Neon tetras are pretty delicate fish. They are always in large quantities in pet stores, which makes them seem like a hardy fish, but they really aren't. I would do a 20% water change twice a week for a few weeks, then go to around 30% once a week for a while. Test kits and things are nice, and I have them, but when I started I just made sure I got my WC's on time and everything worked out.


----------



## UpstateSCguy (Apr 26, 2011)

I agree with greaser. Back when I was a fish "newb" I had added fish to a tank that hadn't cycled. Then I found some info on the web, and realized what mistake I had made. I immediately went out and bought a test kit. For a while, I was doing water changes daily to make sure both the ammonia and nitrite stayed at acceptable levels for my fish...thankfully they made it through it. I'm afraid weekly water changes won't be enough.


----------



## Diana (Jan 14, 2010)

You can buy the correct species of bacteria. 
Look for Nitrospira on the bottle and do not waste your money on anything else. 

The second and third articles in this link are about the proper species of bacteria. 
http://www.drtimsaquatics.com/resources/library-presentations/scientific-papers

The correct species can be found in 
Dr. Tim's One and Only
Tetra Safe Start
and perhaps others. Read the label.


----------



## JJW (Sep 6, 2014)

Ok, that's still better than I feared. Thank you all. I'll begin 2x a week water changes today.


----------



## philipraposo1982 (Mar 6, 2014)

I feel as though your being mislead here a bit.

Just doing a weekly or 2x a week pwcs is great but it really doesn't ensure a safe environment for these fish. The only try way to ensure water quality is good is to TEST IT! with that said getting a master kit is critic for at least the early stages in take development and great to have for later on too.

Since your new to fish keeping I am almost sure your making the mistake of overfeeding which is all too common. This will create a poor water condition due to excess organics. By testing the ammonia levels daily and nitrites you can ensure your at safe levels. I suggest feeding your fish once every 2-3 days and only enough that they can eat in 1.5 minutes, ensure no food in falling to the substrate.

By following my recommendation you will provide enough food and avoid overfeeding.

Also, by adding floating plants to a new tank you can help with the uptake or toxins. Hornwort, water sprite are some great choices. 

Another product you can look at is ATM colony, it works.


----------



## lauraleellbp (Feb 3, 2008)

Diana said:


> You can buy the correct species of bacteria.
> Look for Nitrospira on the bottle and do not waste your money on anything else.
> 
> The second and third articles in this link are about the proper species of bacteria.
> ...





greaser84 said:


> I beg to differ. I recommend getting some testing kits ammonia, nitrites, nitrates. And watching very closely, because those fish will most likely to exposed to some ammonia and nitrites.


I second the above advice.
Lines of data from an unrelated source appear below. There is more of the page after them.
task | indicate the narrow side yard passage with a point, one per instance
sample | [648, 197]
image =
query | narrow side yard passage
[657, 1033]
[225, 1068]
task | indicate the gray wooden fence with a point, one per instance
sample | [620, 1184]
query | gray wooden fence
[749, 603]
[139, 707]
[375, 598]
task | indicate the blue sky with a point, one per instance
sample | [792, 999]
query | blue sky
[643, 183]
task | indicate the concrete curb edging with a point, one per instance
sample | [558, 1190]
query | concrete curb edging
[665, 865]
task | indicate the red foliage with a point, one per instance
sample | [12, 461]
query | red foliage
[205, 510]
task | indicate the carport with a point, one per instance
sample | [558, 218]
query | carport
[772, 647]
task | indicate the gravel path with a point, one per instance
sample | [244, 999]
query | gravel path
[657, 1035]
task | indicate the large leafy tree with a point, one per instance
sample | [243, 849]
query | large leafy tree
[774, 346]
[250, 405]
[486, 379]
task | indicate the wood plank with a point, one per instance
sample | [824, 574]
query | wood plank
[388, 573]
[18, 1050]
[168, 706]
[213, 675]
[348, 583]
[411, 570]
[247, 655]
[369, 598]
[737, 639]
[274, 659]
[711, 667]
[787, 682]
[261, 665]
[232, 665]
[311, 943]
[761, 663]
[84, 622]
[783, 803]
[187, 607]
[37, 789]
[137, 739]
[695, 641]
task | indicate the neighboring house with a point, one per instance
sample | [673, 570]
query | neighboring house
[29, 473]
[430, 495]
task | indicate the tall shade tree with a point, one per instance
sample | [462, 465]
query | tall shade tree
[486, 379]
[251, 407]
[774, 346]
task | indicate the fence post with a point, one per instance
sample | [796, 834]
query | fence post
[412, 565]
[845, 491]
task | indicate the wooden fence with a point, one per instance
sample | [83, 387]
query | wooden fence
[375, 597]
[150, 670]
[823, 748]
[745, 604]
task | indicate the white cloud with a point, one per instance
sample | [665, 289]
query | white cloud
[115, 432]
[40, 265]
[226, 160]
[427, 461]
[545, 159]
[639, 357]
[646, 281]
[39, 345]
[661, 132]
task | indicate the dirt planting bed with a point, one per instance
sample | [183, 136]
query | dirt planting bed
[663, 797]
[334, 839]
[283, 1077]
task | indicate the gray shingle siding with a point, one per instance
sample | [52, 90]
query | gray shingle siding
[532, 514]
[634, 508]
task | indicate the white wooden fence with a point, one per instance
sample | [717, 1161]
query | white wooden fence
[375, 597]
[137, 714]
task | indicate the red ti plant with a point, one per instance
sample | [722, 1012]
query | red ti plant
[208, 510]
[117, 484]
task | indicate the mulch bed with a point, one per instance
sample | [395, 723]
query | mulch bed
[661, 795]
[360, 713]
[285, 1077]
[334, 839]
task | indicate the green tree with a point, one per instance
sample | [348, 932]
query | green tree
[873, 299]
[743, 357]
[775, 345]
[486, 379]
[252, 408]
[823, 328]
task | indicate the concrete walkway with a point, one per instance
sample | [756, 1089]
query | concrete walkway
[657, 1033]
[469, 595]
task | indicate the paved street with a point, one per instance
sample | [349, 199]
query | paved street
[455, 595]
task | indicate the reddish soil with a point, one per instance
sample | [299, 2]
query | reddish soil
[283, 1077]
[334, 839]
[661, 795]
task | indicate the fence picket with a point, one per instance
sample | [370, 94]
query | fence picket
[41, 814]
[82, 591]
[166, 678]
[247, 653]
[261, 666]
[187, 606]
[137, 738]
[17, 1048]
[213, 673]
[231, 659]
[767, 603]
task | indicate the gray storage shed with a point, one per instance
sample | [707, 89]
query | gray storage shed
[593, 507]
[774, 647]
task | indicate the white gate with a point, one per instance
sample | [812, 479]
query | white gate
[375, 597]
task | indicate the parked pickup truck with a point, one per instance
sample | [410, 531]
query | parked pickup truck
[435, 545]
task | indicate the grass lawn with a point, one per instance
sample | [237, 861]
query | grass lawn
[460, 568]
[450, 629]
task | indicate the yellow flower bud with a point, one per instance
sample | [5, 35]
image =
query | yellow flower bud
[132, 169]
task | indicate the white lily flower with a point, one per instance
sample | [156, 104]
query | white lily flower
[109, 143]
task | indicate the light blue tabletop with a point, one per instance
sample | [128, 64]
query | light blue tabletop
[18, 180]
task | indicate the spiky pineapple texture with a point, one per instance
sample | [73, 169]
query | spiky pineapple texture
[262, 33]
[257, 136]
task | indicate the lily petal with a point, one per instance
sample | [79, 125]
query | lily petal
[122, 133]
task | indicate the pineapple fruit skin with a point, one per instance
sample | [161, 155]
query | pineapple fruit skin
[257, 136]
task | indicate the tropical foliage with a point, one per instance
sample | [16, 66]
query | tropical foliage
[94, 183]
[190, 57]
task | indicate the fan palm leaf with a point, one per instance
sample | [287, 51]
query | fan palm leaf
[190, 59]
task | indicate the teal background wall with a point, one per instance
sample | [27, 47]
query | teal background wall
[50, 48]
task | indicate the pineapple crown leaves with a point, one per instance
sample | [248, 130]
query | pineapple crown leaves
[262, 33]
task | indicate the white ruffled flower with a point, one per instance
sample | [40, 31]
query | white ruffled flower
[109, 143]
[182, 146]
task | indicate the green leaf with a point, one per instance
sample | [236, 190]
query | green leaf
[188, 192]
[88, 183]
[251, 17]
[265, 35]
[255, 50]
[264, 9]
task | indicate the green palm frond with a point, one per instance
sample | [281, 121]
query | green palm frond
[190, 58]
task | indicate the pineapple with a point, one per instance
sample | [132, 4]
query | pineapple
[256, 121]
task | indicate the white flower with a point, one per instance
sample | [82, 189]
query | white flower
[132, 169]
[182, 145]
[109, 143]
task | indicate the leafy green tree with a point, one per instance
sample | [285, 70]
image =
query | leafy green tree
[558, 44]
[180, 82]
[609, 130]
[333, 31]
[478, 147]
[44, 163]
It's hard to say for sure how high the ammonia and nitrite might be spiking in your tank, but your fish are already showing severe distress, and lots of gill and other internal damage may be occuring with your other fish even though they are not showing visible symptoms yet.

A test kit would be the only way to be positive how much water you need to change how often to bring and keep your ammonia and nitrites below dangerous levels. 

As your fish are already in distress, you need to do a large water change ASAP. I'd do at least 75-80%, and then keep changing at least 75% daily, you might need to change that 2x/day... no way to know for sure without a test kit.

Yes, your stocking is relatively light at this point for a 20gal tank, so the ammonia and nitrites should not be building extremely quickly... but given the fact that Neons are NOT good fish to cycle a tank with, I personally think you need to prioritize giving them the best possible chance to heal from whatever damage has already been done, and they don't have a shot at healing in less than perfect water.

Poor quality water at this point puts them at extremely high risk for a secondary bacterial or fungal infection, and if any of the fish happen to be carrying any type of parasite, weakened immune systems can trigger epidemics.


----------



## JJW (Sep 6, 2014)

I have been testing the water, since before I put the fish in, tho not for ammonia because my test kit did not include it. I'll be picking up an ammonia test kit today. The one fish was behaving strangely (staying by himself) right away, then began twirling a day later. I'm still hoping that that guy had an unrelated problem. The others are still acting normally. And we have been feeding VERY lightly, and not allowing any uneaten bits to remain. So, there's that at least.


----------



## Knotyoureality (Aug 3, 2012)

Up to you how much risk you want to take, but you should be doing full testing to know how the tank is cycling and--barring that--massive daily water changes will go a long way to maintaining the health of the tank. 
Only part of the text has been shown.